Characterization of exosomes isolated from hMSCs cultured for 7 days onto TNs. (A) TEM micrographs of exo-hMSCs recovered from T-untreated, TNs-25, TNs-80, and TNs-140 surfaces. Yellow arrows indicate distinct exosomes, whereas red arrows show exosomes aggregates. Flow cytometry of exo-hMSCs isolated from (B) T-untreated, (C) TNs-25, (D) TNs-80, and (E) TNs-140 surfaces showing positivity to CD63 and CD81 exosome surface markers.

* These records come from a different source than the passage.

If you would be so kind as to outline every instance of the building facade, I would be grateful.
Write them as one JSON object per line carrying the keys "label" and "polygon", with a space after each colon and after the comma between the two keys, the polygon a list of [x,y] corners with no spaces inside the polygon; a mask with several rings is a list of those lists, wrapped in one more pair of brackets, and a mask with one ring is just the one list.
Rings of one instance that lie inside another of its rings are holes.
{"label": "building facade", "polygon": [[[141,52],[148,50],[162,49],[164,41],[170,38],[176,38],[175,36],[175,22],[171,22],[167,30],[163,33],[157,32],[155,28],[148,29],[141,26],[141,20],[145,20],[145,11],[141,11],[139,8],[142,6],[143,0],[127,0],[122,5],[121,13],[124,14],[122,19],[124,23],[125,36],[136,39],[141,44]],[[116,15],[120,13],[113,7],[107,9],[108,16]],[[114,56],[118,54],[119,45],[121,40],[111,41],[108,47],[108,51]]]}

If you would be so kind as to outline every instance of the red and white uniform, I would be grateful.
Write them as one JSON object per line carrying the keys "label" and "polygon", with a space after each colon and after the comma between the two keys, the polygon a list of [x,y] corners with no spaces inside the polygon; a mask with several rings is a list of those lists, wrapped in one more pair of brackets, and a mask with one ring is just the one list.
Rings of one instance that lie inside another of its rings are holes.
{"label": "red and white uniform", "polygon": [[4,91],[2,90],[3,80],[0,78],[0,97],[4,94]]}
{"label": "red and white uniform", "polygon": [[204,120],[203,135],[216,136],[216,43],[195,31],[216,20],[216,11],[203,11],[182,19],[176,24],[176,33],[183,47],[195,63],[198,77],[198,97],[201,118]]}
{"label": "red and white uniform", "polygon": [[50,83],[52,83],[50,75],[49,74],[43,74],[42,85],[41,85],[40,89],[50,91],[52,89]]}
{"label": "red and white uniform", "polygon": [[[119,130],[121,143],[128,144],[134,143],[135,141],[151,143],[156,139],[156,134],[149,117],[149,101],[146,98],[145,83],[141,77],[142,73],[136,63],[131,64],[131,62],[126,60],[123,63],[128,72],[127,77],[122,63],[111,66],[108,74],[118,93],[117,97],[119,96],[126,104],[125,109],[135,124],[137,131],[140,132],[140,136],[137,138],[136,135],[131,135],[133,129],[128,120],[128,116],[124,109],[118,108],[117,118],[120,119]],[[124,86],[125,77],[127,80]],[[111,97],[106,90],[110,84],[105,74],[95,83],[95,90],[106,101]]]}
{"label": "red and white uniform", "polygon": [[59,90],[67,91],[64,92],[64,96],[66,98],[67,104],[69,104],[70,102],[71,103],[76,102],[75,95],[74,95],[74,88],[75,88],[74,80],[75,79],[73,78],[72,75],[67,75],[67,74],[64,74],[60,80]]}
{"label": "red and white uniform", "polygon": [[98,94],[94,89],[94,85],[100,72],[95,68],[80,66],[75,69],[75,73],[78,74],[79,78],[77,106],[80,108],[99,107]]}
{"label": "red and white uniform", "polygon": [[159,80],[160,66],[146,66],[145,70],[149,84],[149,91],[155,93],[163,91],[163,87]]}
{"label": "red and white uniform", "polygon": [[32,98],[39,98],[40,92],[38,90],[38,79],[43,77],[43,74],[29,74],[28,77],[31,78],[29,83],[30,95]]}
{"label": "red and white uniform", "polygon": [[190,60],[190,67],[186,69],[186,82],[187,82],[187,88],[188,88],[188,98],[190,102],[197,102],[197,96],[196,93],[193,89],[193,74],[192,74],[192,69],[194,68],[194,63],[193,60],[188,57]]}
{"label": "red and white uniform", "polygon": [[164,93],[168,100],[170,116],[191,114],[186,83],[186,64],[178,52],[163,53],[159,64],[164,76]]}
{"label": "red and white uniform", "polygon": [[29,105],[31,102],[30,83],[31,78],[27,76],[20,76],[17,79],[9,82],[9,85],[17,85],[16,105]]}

3.4. Effects of hMSCs-Derived Exosomes on the Behavior of Endothelial Cells

The hMSCs-derived exosomes were labeled with the red fluorescent dye BODIPY™ TR ceramide, then added into the culture medium of HUVECs. After 4 h of incubation, numerous and granular BODIPY™ TR ceramide-labeled exosomes were observed inside the HUVECs, mostly located in the perinuclear region, suggesting the adsorption and internalization of exosomes by these cells (Figure 7A).

Figure 7

Effects of exo-hMSCs on HUVECs in vitro. (A) Internalization of exo-hMSCs by HUVECs. Representative confocal microscope images of HUVECs exposed to BODIPY™ TR ceramide-labeled exosomes (red) isolated from hMSCs seeded on T-untreated, TNs-25, TNs-80, and TNs-140 surfaces, or to BODIPY™ TR ceramide-labeled PBS (control). At 4 h post treatment with exosomes, HUVECs were stained with phalloidin (green), while nuclei were counterstained with DAPI (blue). Scale bar 20 μm. (B) Wound healing migration assay of HUVECs treated with the different exo-hMSCs preparations. Representative images of HUVECs migration after treatment for 24 and 48 h with vehicle (PBS), or with exo-hMSCs recovered from T-untreated, TNs-25, TNs-80, and TNs-140 surfaces. Scale bar 100 μm. (C) Migration distance calculated at 24 and 48 h post exosomes incubation. Data are expressed as the means ± SD. Note: * p < 0.05 and ** p < 0.01 mark significant changes in migration distance of HUVECs treated with hMSCs-derived exosomes compared to cells incubated with vehicle for the same culture time. Gene expression profiles of the endothelial cell-specific markers (D) VEGFR2, (E) CD31, and (F) VWF measured by real-time PCR in HUVECs treated for 48 h with the different exo-hMSCs preparations. Data are expressed as means ± SD of the target gene versus reference gene (TFRC) ratio and represented by 2ΔΔCt. Note: ** p < 0.01, and *** p < 0.001 mark significant changes in gene expression level compared to HUVECs incubated with exo-hMSCs isolated from untreated surfaces for the same culture time; # p < 0.05 indicates significant changes in gene expression level versus HUVECs incubated with exo-hMSCs isolated from TNs-80.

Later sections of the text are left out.